L’utenza iniziale era composta da sole donne “croniche, tranquille e pulite” di età matura, poi il Patronato Eterofamiliare di Reggio Emilia venne esteso anche agli uomini.

Per sentir parlare di inserimenti eterofamiliari supportati in Italia, dopo la florida stagione a cavallo del XIX e del XX secolo, occorre attendere il successivo cambio di secolo. Infatti solo dalla seconda metà degli anni ’90 in poi è ricominciato a circolare negli ambienti della psichiatria italiana un certo interesse nei confronti di questa pratica. Nel 1999  gli utenti dell’inserimento eterofamiliare supportato in Italia erano 62 presso i servizi di Collegno, Chieri, Brunico, Lucca, Jesi, Lanusei, Cagliari, Nuoro e Trapani. I risultati di tale indagine, promossa e realizzata dal Servizio IESA del DSM 5b ASL 5 Regione Piemonte, non sono naturalmente più attuali, essendo trascorso del tempo in cui sono stati organizzati importanti eventi scientifici, formativi e divulgativi che hanno stimolato la nascita di nuovi servizi, ma possono servire a delineare un profilo relativo alla diffusione della pratica sul territorio nazionale.

A fronte di risultati molto buoni sui versanti della riabilitazione e della soddisfazione degli utenti, gli inserimenti eterofamiliari supportati, ove correttamente applicati risultano molto concorrenziali anche sul piano economico.

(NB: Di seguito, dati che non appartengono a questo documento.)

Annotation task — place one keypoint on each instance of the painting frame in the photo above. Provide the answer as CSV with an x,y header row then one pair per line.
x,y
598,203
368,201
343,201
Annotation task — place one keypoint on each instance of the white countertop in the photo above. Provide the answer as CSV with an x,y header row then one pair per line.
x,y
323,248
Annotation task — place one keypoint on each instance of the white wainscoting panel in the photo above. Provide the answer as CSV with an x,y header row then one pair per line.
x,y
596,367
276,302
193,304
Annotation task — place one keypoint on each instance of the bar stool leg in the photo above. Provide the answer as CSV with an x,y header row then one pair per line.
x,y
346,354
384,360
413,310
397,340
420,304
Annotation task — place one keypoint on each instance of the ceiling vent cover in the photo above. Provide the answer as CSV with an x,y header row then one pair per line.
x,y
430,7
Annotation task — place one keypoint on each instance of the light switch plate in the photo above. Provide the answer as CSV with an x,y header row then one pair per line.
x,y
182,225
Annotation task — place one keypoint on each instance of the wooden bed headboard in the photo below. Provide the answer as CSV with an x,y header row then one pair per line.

Un servizio ben organizzato che garantisca alla famiglia un rimborso spese di 1.800.000 lire al mese, viene a costare globalmente 150.000 al giorno per ospite. Nel costo globale vengono comprese tutte le spese utili al fine di realizzare la convivenza, a partire dalla cancelleria sino ad arrivare al costo del rimborso spese mensile massimo.

 

Il rischio della transistituzionalizzazione

 

Anche gli inserimenti eterofamiliari supportati, come ogni altra pratica, si prestano a scorrette applicazioni che in alcuni casi, vista la complessità del modello, possono dare luogo a fenomeni di isolamento, ad effetti antiterapeutici cronicizzanti e addirittura iatrogeni. Insomma anche per la buona riuscita di un inserimento eterofamiliare, è indispensabile che la sua realizzazione avvenga secondo criteri ben precisi. Fondamentali si rivelano la sensibilizzazione della popolazione e la corretta formazione delle famiglie alla convivenza con persone sofferenti di disturbi psichici. Inoltre è indispensabile l’attività di supporto prestata dagli operatori del servizio organizzatore la quale, oltre a fornire il controllo necessario affinché non si verifichino situazioni critiche nella convivenza, offre alle parti un costante e puntuale riferimento ed una sorta di continua supervisione sulle dinamiche familiari.

La storia ci mostra almeno quattro testimonianze di esperienze fortemente criticabili.

L’evoluzione di questa pratica in Giappone ha portato allo sviluppo di celle nel retro delle abitazioni civili per ospitare i malcapitati malati mentali[8]. Tale sviluppo, oggi fortunatamente sospeso, non ha di certo a che fare con una pratica avanzata nel confronto con i disturbi mentali, anzi riproduce, nel piccolo contesto familiare, la tremenda logica di contesti asilari punitivi. Eppure alla sua base vi è il modello di custodia eterofamiliare, lontano parente degli inserimenti eterofamiliari supportati. In questo caso la differenza è data principalmente dall’assenza di un servizio delegato al supporto ed al controllo, oltre che di premesse e riferimenti teorici precisi.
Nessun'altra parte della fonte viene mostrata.